Aunque he tenido que volverme pronto porque había mucho trabajo esperándome,
he disfrutado como un crío de ese rato.
Tradicionalmente, hemos privilegiado mucho la soledad, el desierto y el
silencio como espacios de encuentro con Dios y, desde luego es así… pero este
mediodía; mientras veía a las familias y a los amigos reunidos, riéndose, olvidando por un tiempo las
penas, cantando y bailando, no podía dejar de pensar que, si quieres, también
allí sientes con fuerza a Dios. ¡Claro! ¡Cómo no!

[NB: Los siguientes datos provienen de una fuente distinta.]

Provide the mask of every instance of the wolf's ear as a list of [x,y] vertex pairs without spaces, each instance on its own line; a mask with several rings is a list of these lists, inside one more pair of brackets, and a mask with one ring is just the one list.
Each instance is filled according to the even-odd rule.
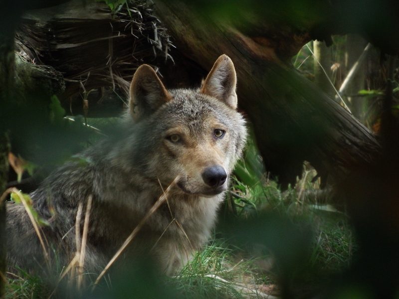
[[233,109],[237,108],[235,70],[231,59],[223,54],[215,62],[200,92],[216,98]]
[[140,66],[130,84],[130,114],[137,122],[171,99],[171,95],[149,65]]

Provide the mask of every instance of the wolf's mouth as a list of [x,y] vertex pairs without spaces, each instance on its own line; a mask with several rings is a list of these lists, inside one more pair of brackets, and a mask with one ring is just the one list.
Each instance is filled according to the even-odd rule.
[[223,184],[216,188],[206,187],[205,189],[195,191],[187,189],[182,181],[178,182],[177,185],[185,193],[209,197],[219,194],[227,189],[227,184]]

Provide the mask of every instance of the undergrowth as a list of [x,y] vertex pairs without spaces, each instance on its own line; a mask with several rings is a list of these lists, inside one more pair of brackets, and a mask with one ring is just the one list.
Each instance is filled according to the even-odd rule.
[[[328,205],[325,198],[320,202],[314,195],[320,192],[319,180],[313,179],[316,171],[304,165],[303,179],[298,178],[295,186],[281,191],[260,166],[261,160],[252,140],[235,170],[219,222],[226,218],[251,219],[265,212],[281,215],[298,226],[311,228],[309,265],[312,267],[330,273],[348,267],[356,249],[356,242],[345,214]],[[256,235],[263,228],[250,233]],[[280,295],[272,253],[262,246],[242,246],[234,235],[218,230],[179,275],[165,278],[167,284],[187,299],[261,298],[268,294]],[[53,289],[39,277],[20,271],[9,274],[7,280],[6,298],[54,298]],[[114,285],[112,282],[104,284],[107,288]]]

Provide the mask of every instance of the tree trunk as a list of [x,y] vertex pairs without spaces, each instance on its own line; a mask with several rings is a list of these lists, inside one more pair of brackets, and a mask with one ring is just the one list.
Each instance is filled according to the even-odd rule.
[[253,124],[266,170],[280,182],[295,183],[304,160],[323,178],[330,173],[339,179],[380,151],[373,134],[279,59],[267,38],[250,38],[181,1],[155,2],[182,52],[205,69],[221,54],[232,59],[240,107]]

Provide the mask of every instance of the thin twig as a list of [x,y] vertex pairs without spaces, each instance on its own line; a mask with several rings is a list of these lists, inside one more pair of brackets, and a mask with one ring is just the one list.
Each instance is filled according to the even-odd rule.
[[315,58],[315,59],[316,59],[316,61],[317,61],[317,63],[320,66],[321,69],[322,69],[323,71],[324,72],[324,74],[326,74],[326,77],[327,77],[327,79],[328,80],[328,82],[330,82],[330,84],[331,84],[331,86],[333,87],[333,88],[334,88],[334,91],[335,91],[335,93],[337,94],[337,96],[339,98],[340,100],[341,100],[341,102],[342,103],[342,105],[344,105],[344,108],[345,108],[347,110],[348,110],[350,114],[352,114],[352,112],[351,112],[351,110],[349,109],[349,108],[348,107],[345,102],[344,101],[344,99],[341,96],[341,95],[340,94],[340,93],[338,92],[338,91],[337,90],[337,89],[335,88],[335,86],[334,86],[334,83],[333,83],[333,82],[331,82],[331,80],[330,79],[330,77],[328,76],[328,75],[327,75],[327,72],[324,70],[324,68],[323,67],[323,66],[321,65],[321,63],[320,63],[320,62],[315,55],[315,54],[313,53],[313,51],[312,51],[311,49],[308,45],[308,44],[306,44],[306,46],[308,47],[308,49],[309,49],[309,50],[310,51],[310,53],[312,53],[312,55],[313,55],[313,57]]

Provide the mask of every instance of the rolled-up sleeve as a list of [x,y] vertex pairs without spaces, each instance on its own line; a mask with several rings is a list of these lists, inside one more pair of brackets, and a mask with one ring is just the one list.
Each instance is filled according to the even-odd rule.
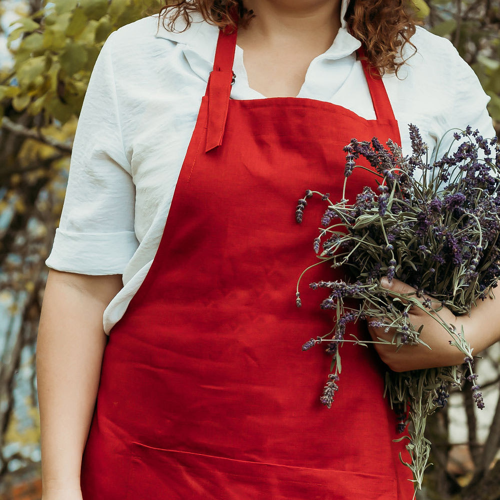
[[126,153],[112,64],[114,33],[90,75],[75,133],[68,186],[49,268],[122,274],[138,244],[135,188]]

Puede ser que los cristianos nos hayamos vuelto demasiado serios y solemnes;
que, tristemente, nos hayamos acostumbrado a poner cara de palo cuando entramos
en una iglesia; que nos estemos privando de algo esencial en nuestra fe…de la
alegría de sabernos amados, regalados, elegidos, salvados…; que estemos alejando
ámbitos inseparables: que no pensemos en
Dios cuando estamos de diversión y que nos llenemos de gravedad cuando sí lo
recordamos… hemos hecho que ¡hasta la eucaristía deje de parecer una fiesta!
(menos mal que Dios es más grande que todo eso).
La juerga puede ser egoísta e
injusta, si nos hace olvidarnos de los más pequeños… pero, en ese plan, el aislamiento y el silencio también pueden
serlo.
No se nos puede olvidar lo que al Señor Jesús le gustaba celebrar con la
gente, el cómo frecuentaba las comidas y hacía de ellas signo del reino, ¡le
llegaban a decir que era un comilón y un borracho!
Hoy me acuesto pensando en eso, en que necesitamos recuperar el carácter festivo
de la fe… nos sobran los motivos; que la fiesta –si es compartida- es también un
extraordinario espacio teológico que descubrir y disfrutar.